Menzil Tarikatı’nın Sağlık Bakanlığı’nda kadrolaştığı iddialarını eski AKP’li vekil Hüseyin Besli ‘doğruladı.’ BirGün’e konuşan CHP Milletvekili Murat Emir, “AKP yine kapıları tarikatlara sonuna kadar açıyor” dedi

Eski AKP'li vekilden itiraf: Menzil Tarikatı, Sağlık Bakanlığı’nda kadrolaştı

BAHAR AKSAÇ

AKP iktidarı, 15 Temmuz Darbe Girişimi sonrasında cemaat ve tarikatlara desteğini sürdürürken, Sağlık Bakanlığı'nın Menzil Tarikatı tarafından ele geçirildiğini AKP'li vekil de itiraf etti. AKP'li eski vekil ve Akşam gazetesi yazarı Hüseyin Besli, dünkü köşe yazısında Menzil Tarikatı'nın Sağlık Bakanlığı'nda kadrolaştığını belirterek, şu ifadeleri kullandı:

“Eğer, FETÖ’nün bugünkü güce erişmesinde ticaretle hemhal oluşunu, kontrolsüz para kazanmasını önemsiyorsak… Bugün aynı yöntemleri kullanan yapıların (tarikat/vakıf) gelecekte aynı sonuca varmalarının kaçınılmaz olacağını söylemek için kâhin olmak gerekmez. Dolayısıyla, misal olarak, ismini palazlandığı şehirden, Adıyaman/Menzil’den alan bir yapının özellikle bir bakanlığımızda neredeyse bütün pozisyonları kendi mensuplarıyla doldurmasına dikkat çekmek istedim...”
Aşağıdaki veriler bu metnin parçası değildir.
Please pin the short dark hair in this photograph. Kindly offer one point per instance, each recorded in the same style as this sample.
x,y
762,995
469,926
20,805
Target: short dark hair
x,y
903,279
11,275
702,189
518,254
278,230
İddiaları sorduk, reddetmediler

Daha önce hazırladığı soru önergesiyle konuyu Meclis gündemine taşıyan CHP Ankara Milletvekili Dr. Murat Emir, konuya ilişkin şu değerlendirmede bulundu:

“Bir defa öncelikle Sağlık Bakanlığı’ndaki özellikle Menzil Tarikatı'na dönük kadrolaşma son hız devam ediyor. Bu noktada da özellikle yeni bakanın gelmesiyle beraber bu süreç tekrar bir hız kazandı. Bu herkesin malumu zaten. Biz konuyu Meclis'e taşıdıktan sonra bir ret gelmedi yani 'Bir herhangi bir tarikatı kadrolaştırmıyoruz' şeklinde bir açıklama dahi yapmadılar. Çünkü bu kadrolaştırmayı tercih ediyorlar, bilinsin istiyorlar ve reddetmiyorlar.”

Kapıları sonuna kadar açıyorlar

AKP'nin 15 Temmuz sonrası ciddi bir özeleştiri sürecinden geçmediğini aktaran Emir, “AKP teşhis koyamadı. FETÖ yapılanması ne zaman Erdoğan’ın koltuğuna göz dikti, işte o zaman mücadele başladı. 'FETÖ'nün darbesi 17-25 Aralık'ta başladı' diyorlar. Oysaki burada asıl sorun, devlet kadrolarının ve kamu kaynaklarının belirli gruplara, tarikatlara cemaatlere veya sermaye gruplarına peşkeş çekilmesidir. Kadrolaşma konusunda da bu teşhisi koyamadıkları ve kendilerine dönük bir sorun çıkartmayacağını düşündükleri yine Menzil veya başka bir tarikat için sonuna kadar kapıları açıyorlar. İç içe geçtikleri, nerede hangi tarikat biter, hangisi başlar bilemedikleri bir ortaklığın içindeler ve bu ortaklıkta bütün devlet kadrolarını sonuna kadar açmakta bir sakınca görmüyorlar.”

Özeleştiri yine eksik yapılıyor

Meclis kürsüsünde sarfettiği, “Menzil'in darbe yapmasını mı bekliyorsunuz? Darbe yapana kadar Menzil Tarikatı'na yol verecek misiniz?” cümlelerini hatırlatan Emir, şöyle konuştu:

“Hüseyin Besli'nin açıklaması özeleştirel sestir, son derece kısıktır ama elbette bir anlamı vardır, değerlidir. Yalnız burada özeleştiri de yine de eksik yapılıyor. Yani bunu darbe yapma potansiyeli üzerinden değerlendirmemek lazım. Burada sorun şu: Menzil veya Fethullahçı yapılanma hiç darbe yapmayacak olsa idi; bu kadroları, devleti ve kaynakları tarikatlara peşkeş çekmek mübah mıydı?' soruyu buradan sormak lazım. Çünkü bize göre başından beri bunlar uygun değil. Devlet kaynaklarını ve kadrolarını, eşitlik ve mutlaka liyakat ilkesi ile dağıtmak gerekirdi, yapılması gereken buydu.”